FRIDAY, APRIL 25, 2025
The Chalcedonian and Non-Chalcedonian Churches: An Objective Presentation
His Eminence Metropolitan Saba (Isper)

In this article, I address a sensitive issue that has been raised in various circles within our Archdiocese. I have received several questions during my pastoral visits or via email regarding the Oriental Orthodox churches (non-Chalcedonian), in general, and the Coptic Church, in particular.

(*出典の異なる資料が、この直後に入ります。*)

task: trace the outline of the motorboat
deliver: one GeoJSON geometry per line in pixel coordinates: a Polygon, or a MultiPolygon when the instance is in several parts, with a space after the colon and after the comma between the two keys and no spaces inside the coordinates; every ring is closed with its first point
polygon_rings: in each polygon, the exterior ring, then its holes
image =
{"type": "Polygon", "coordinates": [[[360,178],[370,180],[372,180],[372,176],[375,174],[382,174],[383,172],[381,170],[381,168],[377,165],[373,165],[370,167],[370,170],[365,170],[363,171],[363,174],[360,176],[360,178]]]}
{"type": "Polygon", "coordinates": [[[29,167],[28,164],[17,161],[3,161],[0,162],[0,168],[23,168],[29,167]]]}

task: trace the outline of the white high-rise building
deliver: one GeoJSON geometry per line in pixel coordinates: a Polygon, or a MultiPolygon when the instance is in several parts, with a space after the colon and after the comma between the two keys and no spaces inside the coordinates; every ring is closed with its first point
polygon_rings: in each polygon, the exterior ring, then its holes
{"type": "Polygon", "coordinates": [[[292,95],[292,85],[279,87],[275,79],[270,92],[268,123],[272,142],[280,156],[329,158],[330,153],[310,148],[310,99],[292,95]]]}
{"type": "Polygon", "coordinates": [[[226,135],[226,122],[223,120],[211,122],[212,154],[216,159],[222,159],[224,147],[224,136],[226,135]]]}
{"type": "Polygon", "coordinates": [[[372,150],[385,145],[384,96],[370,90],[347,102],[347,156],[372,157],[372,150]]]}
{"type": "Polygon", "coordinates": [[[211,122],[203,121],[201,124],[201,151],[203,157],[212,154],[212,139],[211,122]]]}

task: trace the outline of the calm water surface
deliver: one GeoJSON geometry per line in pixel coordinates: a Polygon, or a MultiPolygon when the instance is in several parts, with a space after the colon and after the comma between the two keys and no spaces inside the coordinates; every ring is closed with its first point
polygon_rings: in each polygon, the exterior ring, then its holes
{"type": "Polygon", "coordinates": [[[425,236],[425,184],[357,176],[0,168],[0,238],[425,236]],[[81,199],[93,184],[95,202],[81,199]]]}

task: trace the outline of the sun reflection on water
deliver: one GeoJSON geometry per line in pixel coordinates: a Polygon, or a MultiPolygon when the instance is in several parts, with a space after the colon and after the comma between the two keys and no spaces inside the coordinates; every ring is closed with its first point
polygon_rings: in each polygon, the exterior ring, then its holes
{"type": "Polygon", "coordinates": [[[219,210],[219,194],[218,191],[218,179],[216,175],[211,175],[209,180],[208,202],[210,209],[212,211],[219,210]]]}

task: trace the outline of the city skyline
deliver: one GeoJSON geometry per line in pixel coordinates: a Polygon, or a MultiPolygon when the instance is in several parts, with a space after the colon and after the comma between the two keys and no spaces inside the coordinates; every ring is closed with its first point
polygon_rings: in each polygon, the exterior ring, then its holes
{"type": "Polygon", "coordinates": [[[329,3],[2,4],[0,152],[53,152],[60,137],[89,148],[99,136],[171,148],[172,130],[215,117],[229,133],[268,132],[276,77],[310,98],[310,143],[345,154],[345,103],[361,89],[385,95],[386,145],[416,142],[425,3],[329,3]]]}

While the churches have encouraged fraternal relations, the sharing of the Eucharist and the other sacraments has not been established between them.

Google翻訳(引用三か所まとめて):
2025年4月25日(金)
カルケドン派教会と非カルケドン派教会:客観的な提示
サバ(イスパー)大主教猊下

本稿では、私たちの大司教区内の様々な界隈で提起されているデリケートな問題について論じます。司牧訪問やメールで、東方正教会(非カルケドン派)全般、特にコプト教会に関する質問をいくつか受けました。

教会は兄弟愛を奨励してきましたが、聖体拝領やその他の秘跡の共有は、教会間で確立されていません。

 これは要するに、友好的な対話は続いているものの、非カルケドン派のオリエント正教会の各教会(特にコプト正教会)とは、フル・コミュニオンの状態にないということなのですが……。

 この文書に対し、東方正教会の主流の教会に所属しない保守派の聖職者が(アンティオキア総主教庁の態度について)反論(当然ですが、エキュメニズムにも反対、非カルケドン派との対話にも反対)。

 (英語)A Critical Examination Concerning Metropolitan Saba of the Antiochian Archdiocese: Exposing His Ecumenist Lies

 ご存知の方もおられるかと思いますが、東方正教会アンティオキア総主教庁はシリア正教会と、条件付きながら相互陪餐のような関係にあります。これは上記の反論記事にも、合意内容の引用付きで説明してあります。

 そして、

Yet, when their betrayal becomes public knowledge among the faithful in Western countries and among non-Arab Orthodox, their immediate reaction is to lie, to obfuscate, and to launch a coordinated campaign of deception through their official media outlets—issuing blatant denials of the very agreements they proudly trumpet in their homeland.

Google翻訳:
しかし、彼らの裏切りが西側諸国の信者や非アラブ系正教徒の間で公に知られると、彼らは即座に嘘をつき、事実を曖昧にし、公式メディアを通じて組織的な欺瞞キャンペーンを展開する。母国で誇らしげに吹聴している合意そのものを露骨に否定するのだ。

 要するに、今回のサバ府主教の文書を、ごまかしであり、わざわざコプト正教会の名前を目立つように出しているのは、シリア正教会との関係から目を逸らさせるためだとしています。

 これに関していいますと、上記批判記事でもわかりますが、アンティオキア総主教庁とシリア正教会が特殊な関係になっているのは、現地の街にどちらかの教会の聖職者が一人しかいない、というような現実的な困難にも起因しており、アンティオキア総主教庁の態度は現実と妥協しつつ東方正教会の他の教会とも関係を維持したい方向でのものだと言えるでしょう。
(それが教えを守ることとして正しいかはともかくとして)
 また、上記批判記事でもこの部分の、つまり現実的に現地の信徒とどう関係すればいいかについては特にありません(「見捨てろ」とは言いにくいかもしれませんが)。

 コプト正教会の件は、ごまかしのために名前が出されているというのは、これは少し誤解、ないしは曲解のような気がします。
 というのも、北米アンティオキア正教キリスト大主教区の出版部門(細かい組織形態は知りませんが)で、コプト正教会の修道士を扱った書籍が出版されるなどのことがあり、信徒から疑問が提出されているということはありました。

 

 総じてですが、今、この時期にサバ府主教が、この文書を出した理由が、外部の人間にはわからないところがあります。